脱衣場で何やらキョロキョロと辺りを観察している冷泉昴の隣で、さっさと服を脱いでいる風呂屋の息子に気付いた常連客が、声をかける。
「しの坊、こんな時間に会うのは珍しいな! しかも友達と一緒か!」
「げ、軍曹!」
露骨に嫌そうな顔をする湯上忍の肩をつかみ、上から下まで眺めるマッチョな男。
「しの坊は相変わらず細っこい体してるな、男ならちょっとは鍛えたらどうだ?」
「だから俺は肉体改造には興味ねぇって……」
「ん? 隣の君はちょっとは鍛えてるみたいだな! 服の上からでもわかるぞ! どれ、脱いでみなさい!」
「軍曹、友達じゃなくて先輩なんだ、頼むから絡むなよ! はいはいあっち行った!」
風呂屋の息子は常連客を何とか追い払い、最上級生に耳打ちする。
「すみません先輩……あの人、ゲイなんで気をつけて下さい」
「いや、全く構わない……色んなタイプの人間が集うのが風呂屋というものだ。
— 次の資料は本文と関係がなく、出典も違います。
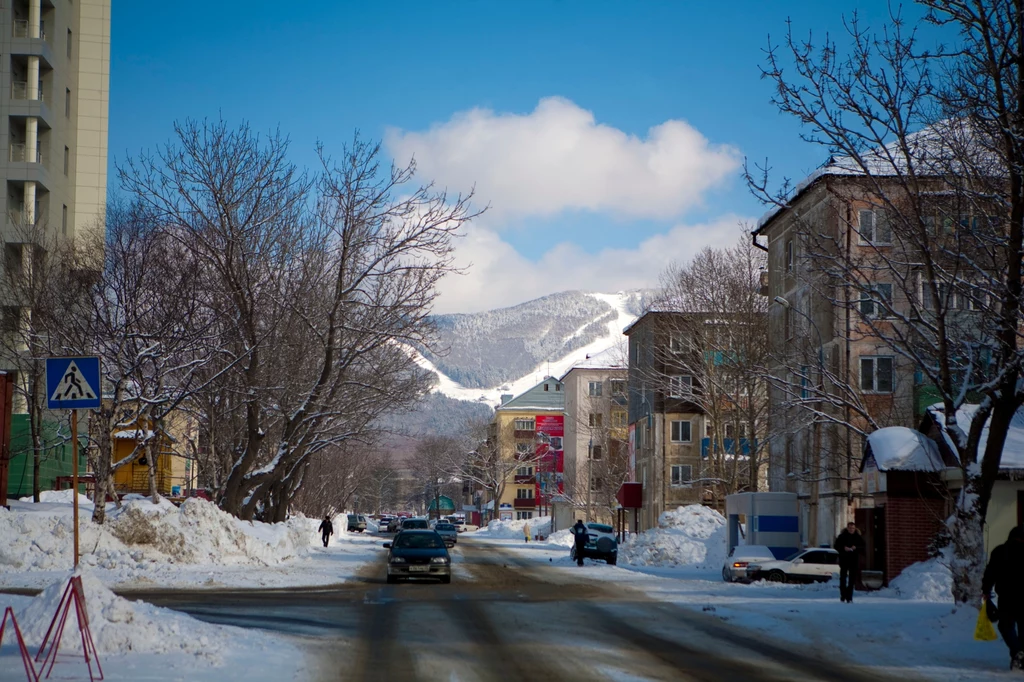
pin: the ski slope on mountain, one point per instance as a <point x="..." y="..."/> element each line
<point x="555" y="367"/>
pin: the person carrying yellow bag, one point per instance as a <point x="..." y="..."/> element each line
<point x="1006" y="574"/>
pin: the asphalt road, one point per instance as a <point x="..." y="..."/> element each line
<point x="505" y="617"/>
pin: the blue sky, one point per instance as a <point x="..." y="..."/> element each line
<point x="606" y="136"/>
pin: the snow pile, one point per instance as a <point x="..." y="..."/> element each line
<point x="141" y="534"/>
<point x="925" y="581"/>
<point x="514" y="529"/>
<point x="121" y="627"/>
<point x="688" y="536"/>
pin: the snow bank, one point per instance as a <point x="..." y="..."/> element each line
<point x="514" y="529"/>
<point x="925" y="581"/>
<point x="141" y="534"/>
<point x="688" y="536"/>
<point x="121" y="627"/>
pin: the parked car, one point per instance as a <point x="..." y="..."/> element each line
<point x="601" y="544"/>
<point x="740" y="557"/>
<point x="448" y="531"/>
<point x="418" y="553"/>
<point x="808" y="565"/>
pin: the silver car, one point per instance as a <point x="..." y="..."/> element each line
<point x="740" y="557"/>
<point x="448" y="531"/>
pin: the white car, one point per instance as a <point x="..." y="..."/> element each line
<point x="740" y="557"/>
<point x="809" y="565"/>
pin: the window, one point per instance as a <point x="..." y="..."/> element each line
<point x="875" y="300"/>
<point x="875" y="227"/>
<point x="681" y="386"/>
<point x="681" y="474"/>
<point x="877" y="374"/>
<point x="681" y="431"/>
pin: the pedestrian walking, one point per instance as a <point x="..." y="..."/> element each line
<point x="579" y="540"/>
<point x="327" y="528"/>
<point x="1005" y="573"/>
<point x="850" y="546"/>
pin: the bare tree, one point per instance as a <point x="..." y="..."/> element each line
<point x="936" y="143"/>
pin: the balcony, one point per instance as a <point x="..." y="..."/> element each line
<point x="17" y="154"/>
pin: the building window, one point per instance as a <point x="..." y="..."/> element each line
<point x="682" y="474"/>
<point x="681" y="431"/>
<point x="877" y="374"/>
<point x="681" y="386"/>
<point x="523" y="425"/>
<point x="875" y="227"/>
<point x="877" y="301"/>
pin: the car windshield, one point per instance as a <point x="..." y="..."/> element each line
<point x="419" y="541"/>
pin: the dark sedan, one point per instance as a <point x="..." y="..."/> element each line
<point x="418" y="554"/>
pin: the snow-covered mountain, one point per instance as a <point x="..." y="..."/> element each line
<point x="509" y="350"/>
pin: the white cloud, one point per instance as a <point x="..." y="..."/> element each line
<point x="557" y="158"/>
<point x="498" y="275"/>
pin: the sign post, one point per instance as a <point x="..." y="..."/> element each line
<point x="73" y="383"/>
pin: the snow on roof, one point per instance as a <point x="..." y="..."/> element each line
<point x="1013" y="449"/>
<point x="900" y="449"/>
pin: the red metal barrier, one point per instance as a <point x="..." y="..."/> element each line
<point x="30" y="670"/>
<point x="73" y="593"/>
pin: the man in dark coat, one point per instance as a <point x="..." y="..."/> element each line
<point x="850" y="546"/>
<point x="1006" y="572"/>
<point x="327" y="528"/>
<point x="580" y="533"/>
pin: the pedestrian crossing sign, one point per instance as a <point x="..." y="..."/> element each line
<point x="73" y="383"/>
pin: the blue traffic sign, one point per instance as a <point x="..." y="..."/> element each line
<point x="73" y="383"/>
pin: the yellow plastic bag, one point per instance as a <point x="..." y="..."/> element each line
<point x="984" y="632"/>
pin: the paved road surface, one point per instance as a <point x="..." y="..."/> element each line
<point x="506" y="617"/>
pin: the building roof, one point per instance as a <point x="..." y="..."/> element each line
<point x="609" y="358"/>
<point x="538" y="398"/>
<point x="901" y="449"/>
<point x="1013" y="449"/>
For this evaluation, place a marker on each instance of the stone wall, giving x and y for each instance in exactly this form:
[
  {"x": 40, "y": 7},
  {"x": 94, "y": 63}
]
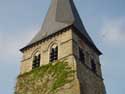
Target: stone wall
[{"x": 64, "y": 42}]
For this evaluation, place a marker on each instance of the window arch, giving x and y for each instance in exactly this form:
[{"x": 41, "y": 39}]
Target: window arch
[
  {"x": 53, "y": 56},
  {"x": 36, "y": 60}
]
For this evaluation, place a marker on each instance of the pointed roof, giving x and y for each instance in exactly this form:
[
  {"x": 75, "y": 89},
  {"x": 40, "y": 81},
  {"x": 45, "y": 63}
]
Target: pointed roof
[{"x": 61, "y": 14}]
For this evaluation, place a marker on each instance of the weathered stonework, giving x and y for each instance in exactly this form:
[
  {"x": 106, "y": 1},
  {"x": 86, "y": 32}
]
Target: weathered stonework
[{"x": 85, "y": 80}]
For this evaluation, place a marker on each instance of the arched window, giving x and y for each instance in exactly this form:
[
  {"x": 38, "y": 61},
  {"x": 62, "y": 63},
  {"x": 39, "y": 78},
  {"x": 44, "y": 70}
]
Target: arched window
[
  {"x": 53, "y": 53},
  {"x": 36, "y": 60},
  {"x": 93, "y": 66}
]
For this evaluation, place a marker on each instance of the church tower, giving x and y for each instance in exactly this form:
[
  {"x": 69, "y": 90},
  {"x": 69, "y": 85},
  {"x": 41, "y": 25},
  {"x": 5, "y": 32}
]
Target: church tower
[{"x": 63, "y": 36}]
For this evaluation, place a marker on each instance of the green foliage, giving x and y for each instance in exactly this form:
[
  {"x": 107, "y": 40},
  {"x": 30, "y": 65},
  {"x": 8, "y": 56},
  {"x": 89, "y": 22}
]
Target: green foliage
[{"x": 46, "y": 79}]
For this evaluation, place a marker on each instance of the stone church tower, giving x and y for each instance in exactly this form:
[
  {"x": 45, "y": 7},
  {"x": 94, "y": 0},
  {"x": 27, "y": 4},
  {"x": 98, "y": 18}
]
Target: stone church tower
[{"x": 63, "y": 36}]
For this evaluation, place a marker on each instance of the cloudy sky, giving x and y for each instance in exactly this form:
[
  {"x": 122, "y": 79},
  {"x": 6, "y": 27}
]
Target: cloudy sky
[{"x": 104, "y": 20}]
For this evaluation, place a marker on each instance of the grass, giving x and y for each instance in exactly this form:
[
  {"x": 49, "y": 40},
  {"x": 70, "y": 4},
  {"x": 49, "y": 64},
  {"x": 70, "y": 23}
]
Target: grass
[{"x": 46, "y": 79}]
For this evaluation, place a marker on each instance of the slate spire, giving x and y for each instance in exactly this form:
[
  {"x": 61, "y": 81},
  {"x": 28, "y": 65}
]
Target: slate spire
[{"x": 61, "y": 14}]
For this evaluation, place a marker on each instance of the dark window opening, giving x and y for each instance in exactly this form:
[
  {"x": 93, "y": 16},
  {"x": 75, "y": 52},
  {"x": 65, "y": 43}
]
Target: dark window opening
[
  {"x": 54, "y": 54},
  {"x": 93, "y": 66},
  {"x": 36, "y": 62},
  {"x": 81, "y": 55}
]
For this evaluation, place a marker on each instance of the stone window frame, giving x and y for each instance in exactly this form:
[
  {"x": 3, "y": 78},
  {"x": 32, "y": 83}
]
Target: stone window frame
[
  {"x": 53, "y": 56},
  {"x": 38, "y": 54},
  {"x": 83, "y": 52}
]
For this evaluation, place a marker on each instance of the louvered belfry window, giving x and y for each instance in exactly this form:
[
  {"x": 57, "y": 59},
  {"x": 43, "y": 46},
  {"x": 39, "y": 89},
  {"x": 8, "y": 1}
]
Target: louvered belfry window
[
  {"x": 81, "y": 55},
  {"x": 93, "y": 65},
  {"x": 36, "y": 61},
  {"x": 53, "y": 53}
]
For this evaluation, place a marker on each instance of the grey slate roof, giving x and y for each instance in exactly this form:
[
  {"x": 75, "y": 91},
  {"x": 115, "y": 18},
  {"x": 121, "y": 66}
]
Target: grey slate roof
[{"x": 61, "y": 14}]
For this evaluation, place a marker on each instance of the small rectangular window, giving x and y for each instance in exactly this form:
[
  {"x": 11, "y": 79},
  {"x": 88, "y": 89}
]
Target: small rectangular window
[{"x": 81, "y": 55}]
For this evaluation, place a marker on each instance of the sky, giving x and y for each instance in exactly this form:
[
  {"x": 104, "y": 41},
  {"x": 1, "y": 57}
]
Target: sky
[{"x": 104, "y": 20}]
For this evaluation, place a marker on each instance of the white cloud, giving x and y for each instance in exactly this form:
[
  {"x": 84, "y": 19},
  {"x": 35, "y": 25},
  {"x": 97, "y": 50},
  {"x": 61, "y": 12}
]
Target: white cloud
[
  {"x": 13, "y": 41},
  {"x": 113, "y": 31}
]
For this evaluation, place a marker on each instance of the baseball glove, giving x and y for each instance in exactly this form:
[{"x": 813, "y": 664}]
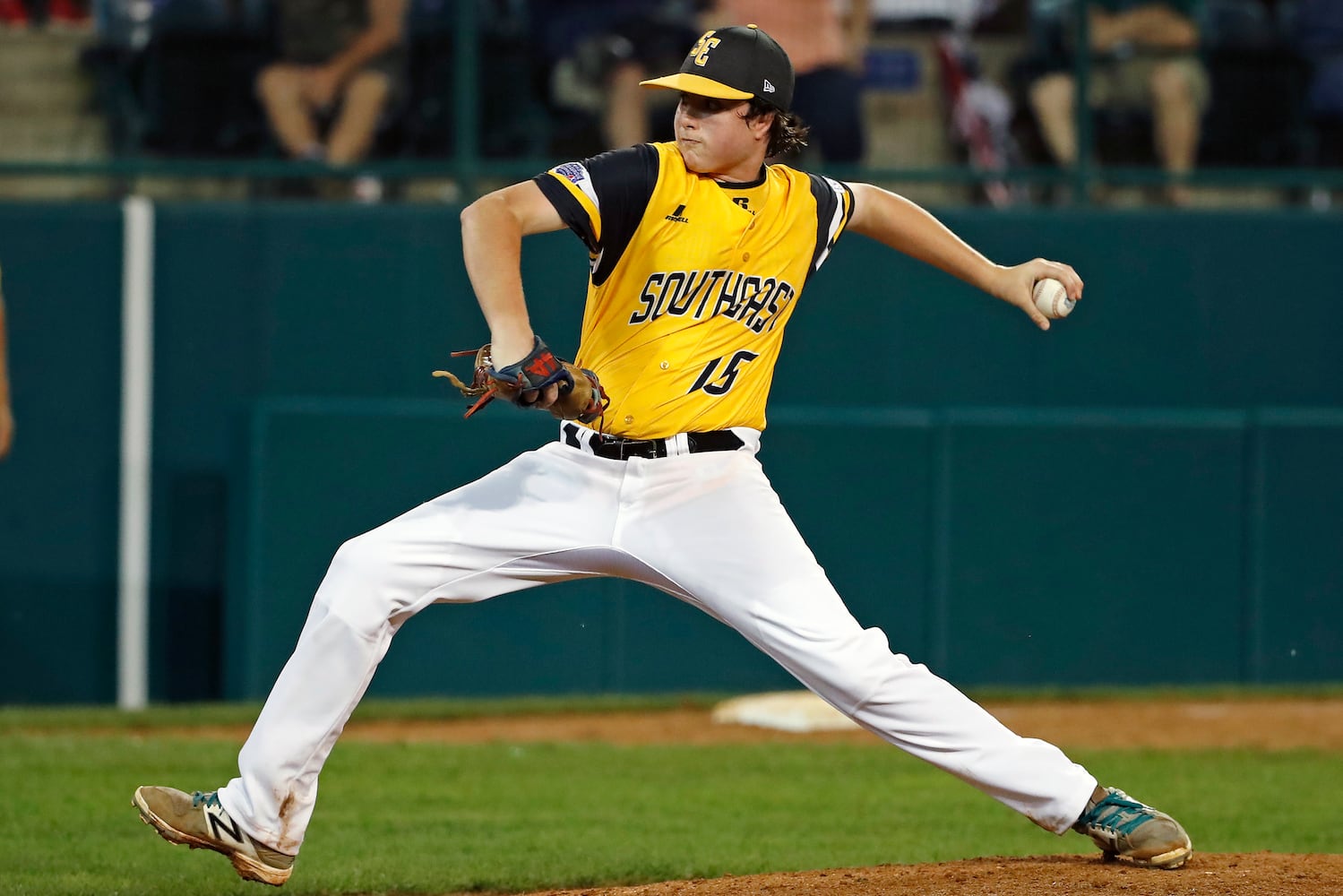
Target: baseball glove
[{"x": 581, "y": 397}]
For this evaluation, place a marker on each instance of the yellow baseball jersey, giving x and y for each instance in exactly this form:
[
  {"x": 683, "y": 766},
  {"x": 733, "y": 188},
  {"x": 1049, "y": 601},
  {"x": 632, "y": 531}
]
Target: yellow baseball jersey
[{"x": 692, "y": 281}]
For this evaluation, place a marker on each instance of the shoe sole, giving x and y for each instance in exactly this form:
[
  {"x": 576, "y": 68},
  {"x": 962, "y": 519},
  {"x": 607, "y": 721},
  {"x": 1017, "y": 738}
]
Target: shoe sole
[
  {"x": 1165, "y": 861},
  {"x": 246, "y": 866}
]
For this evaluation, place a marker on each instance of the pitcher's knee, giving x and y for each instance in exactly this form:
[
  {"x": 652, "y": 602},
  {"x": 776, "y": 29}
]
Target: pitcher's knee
[{"x": 361, "y": 583}]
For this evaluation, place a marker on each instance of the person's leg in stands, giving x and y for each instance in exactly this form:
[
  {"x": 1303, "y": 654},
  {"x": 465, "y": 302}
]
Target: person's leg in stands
[
  {"x": 1175, "y": 120},
  {"x": 1052, "y": 99},
  {"x": 361, "y": 107},
  {"x": 280, "y": 89}
]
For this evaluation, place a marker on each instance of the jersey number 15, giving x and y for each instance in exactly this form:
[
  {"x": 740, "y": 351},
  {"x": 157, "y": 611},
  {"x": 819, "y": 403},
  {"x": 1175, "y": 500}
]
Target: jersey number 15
[{"x": 718, "y": 383}]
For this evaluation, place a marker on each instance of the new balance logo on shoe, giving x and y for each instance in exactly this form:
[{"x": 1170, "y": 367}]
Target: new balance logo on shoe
[{"x": 218, "y": 821}]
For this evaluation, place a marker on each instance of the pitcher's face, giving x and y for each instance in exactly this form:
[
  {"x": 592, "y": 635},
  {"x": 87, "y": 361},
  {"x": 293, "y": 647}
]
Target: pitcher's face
[{"x": 718, "y": 139}]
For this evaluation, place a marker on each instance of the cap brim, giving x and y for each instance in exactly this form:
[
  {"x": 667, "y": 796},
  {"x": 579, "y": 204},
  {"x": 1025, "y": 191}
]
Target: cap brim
[{"x": 699, "y": 85}]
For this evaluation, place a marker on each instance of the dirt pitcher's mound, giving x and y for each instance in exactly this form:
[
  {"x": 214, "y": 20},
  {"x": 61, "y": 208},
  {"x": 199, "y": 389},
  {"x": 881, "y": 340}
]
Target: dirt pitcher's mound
[{"x": 1211, "y": 874}]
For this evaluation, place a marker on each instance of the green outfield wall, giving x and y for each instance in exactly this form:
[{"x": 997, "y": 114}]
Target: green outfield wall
[{"x": 1162, "y": 469}]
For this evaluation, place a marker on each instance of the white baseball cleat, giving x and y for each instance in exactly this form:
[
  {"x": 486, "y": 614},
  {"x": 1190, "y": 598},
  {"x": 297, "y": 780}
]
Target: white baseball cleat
[
  {"x": 199, "y": 821},
  {"x": 1128, "y": 829}
]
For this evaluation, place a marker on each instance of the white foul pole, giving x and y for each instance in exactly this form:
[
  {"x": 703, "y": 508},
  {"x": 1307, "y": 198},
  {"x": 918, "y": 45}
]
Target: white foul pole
[{"x": 137, "y": 347}]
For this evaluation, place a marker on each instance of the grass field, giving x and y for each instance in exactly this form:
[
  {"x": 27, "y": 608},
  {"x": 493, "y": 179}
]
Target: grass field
[{"x": 435, "y": 818}]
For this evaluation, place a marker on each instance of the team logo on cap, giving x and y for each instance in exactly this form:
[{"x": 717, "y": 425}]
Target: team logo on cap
[{"x": 702, "y": 48}]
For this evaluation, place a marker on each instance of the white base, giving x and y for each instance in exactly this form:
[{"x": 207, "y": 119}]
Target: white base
[{"x": 798, "y": 711}]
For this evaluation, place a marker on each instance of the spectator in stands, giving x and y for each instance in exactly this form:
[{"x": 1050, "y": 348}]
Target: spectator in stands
[
  {"x": 826, "y": 40},
  {"x": 1319, "y": 37},
  {"x": 1143, "y": 53},
  {"x": 595, "y": 54},
  {"x": 5, "y": 410},
  {"x": 56, "y": 13},
  {"x": 341, "y": 66}
]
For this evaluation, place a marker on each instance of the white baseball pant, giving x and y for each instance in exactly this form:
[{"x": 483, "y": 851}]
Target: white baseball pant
[{"x": 560, "y": 513}]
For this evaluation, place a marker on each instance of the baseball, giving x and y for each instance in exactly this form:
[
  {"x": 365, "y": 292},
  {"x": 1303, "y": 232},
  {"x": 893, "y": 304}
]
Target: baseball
[{"x": 1052, "y": 298}]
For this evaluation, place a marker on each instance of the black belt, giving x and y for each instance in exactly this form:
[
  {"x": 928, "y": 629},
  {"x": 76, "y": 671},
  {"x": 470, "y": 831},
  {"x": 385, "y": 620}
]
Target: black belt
[{"x": 616, "y": 449}]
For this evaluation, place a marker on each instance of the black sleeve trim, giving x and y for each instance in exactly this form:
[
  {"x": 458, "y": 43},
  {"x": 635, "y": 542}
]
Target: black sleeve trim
[
  {"x": 624, "y": 180},
  {"x": 833, "y": 215}
]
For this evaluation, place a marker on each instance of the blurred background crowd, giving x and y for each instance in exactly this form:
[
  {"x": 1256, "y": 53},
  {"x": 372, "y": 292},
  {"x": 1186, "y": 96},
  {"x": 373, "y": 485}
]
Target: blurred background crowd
[{"x": 1174, "y": 88}]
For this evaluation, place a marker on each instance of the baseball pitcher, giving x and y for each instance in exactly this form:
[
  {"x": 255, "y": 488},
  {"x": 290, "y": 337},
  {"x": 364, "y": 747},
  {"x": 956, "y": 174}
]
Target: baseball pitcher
[{"x": 700, "y": 253}]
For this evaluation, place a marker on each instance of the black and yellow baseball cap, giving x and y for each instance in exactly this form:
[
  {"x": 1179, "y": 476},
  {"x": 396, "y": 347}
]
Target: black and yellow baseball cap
[{"x": 740, "y": 62}]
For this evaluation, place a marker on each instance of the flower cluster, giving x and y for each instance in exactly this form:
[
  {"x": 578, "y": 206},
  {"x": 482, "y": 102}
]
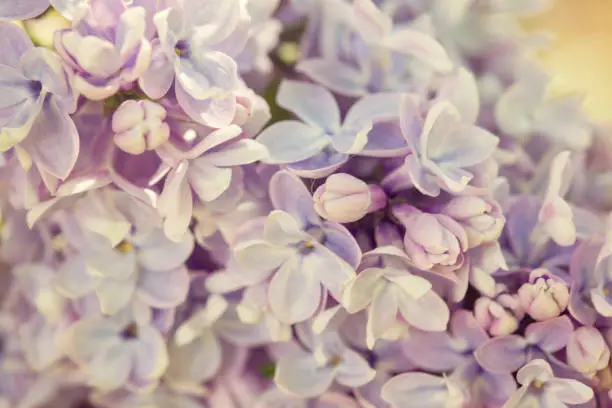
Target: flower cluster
[{"x": 313, "y": 204}]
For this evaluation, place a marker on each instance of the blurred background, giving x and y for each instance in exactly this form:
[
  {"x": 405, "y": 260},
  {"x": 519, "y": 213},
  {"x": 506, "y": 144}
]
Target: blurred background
[{"x": 581, "y": 58}]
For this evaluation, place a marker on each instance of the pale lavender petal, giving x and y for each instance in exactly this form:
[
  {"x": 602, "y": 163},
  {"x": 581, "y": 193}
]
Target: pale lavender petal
[
  {"x": 503, "y": 354},
  {"x": 292, "y": 141},
  {"x": 311, "y": 103},
  {"x": 294, "y": 294},
  {"x": 551, "y": 335},
  {"x": 53, "y": 141},
  {"x": 163, "y": 289},
  {"x": 14, "y": 41},
  {"x": 303, "y": 376},
  {"x": 23, "y": 9}
]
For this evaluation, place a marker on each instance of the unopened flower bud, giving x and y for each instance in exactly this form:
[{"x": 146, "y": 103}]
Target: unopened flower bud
[
  {"x": 587, "y": 351},
  {"x": 344, "y": 198},
  {"x": 139, "y": 126},
  {"x": 480, "y": 217},
  {"x": 545, "y": 296},
  {"x": 499, "y": 316},
  {"x": 432, "y": 241}
]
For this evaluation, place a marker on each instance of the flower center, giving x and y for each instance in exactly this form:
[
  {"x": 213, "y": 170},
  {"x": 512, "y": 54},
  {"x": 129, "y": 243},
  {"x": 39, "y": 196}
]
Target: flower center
[
  {"x": 125, "y": 247},
  {"x": 130, "y": 332}
]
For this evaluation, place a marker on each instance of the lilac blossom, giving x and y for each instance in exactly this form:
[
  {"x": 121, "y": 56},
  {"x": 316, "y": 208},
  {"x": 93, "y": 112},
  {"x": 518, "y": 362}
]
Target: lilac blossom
[
  {"x": 322, "y": 142},
  {"x": 505, "y": 354},
  {"x": 442, "y": 146},
  {"x": 540, "y": 387},
  {"x": 140, "y": 126},
  {"x": 310, "y": 373},
  {"x": 106, "y": 48},
  {"x": 344, "y": 198},
  {"x": 125, "y": 349},
  {"x": 38, "y": 99},
  {"x": 297, "y": 250},
  {"x": 196, "y": 43}
]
他にもどんな常連客がいるのかぜひ紹介してくれ」
あれ? 基本無表情な冷泉先輩がちょっとだけ笑ってる……?
つられて湯上忍も口元を緩めた。
「先輩って、人付き合いとか嫌いなタイプかと思ってました」
そんな湯上忍の発言に、冷泉昴は少し間を置いて、応える。
「……人付き合いは、得意でもあり、苦手でもある」
「え? それってどういう……」
「相手を観察し、その人物が求めている人間を演じてコミュニケーションをとるのは得意だが、ありのままの自分で他人と関わるのは苦手だ」
「……ちなみに今の冷泉先輩はどっちですか」
「今は……素の自分だ」
メガネを外して答える冷泉昴に、湯上忍は嬉しそうに笑う。
「ならよかった! ちなみに今後も俺の前では素でいてくださいね?」
風呂屋の息子だと知って近付いたのは自分の方なのに、随分友好的なことを言う後輩に、冷泉昴は眉根を寄せた。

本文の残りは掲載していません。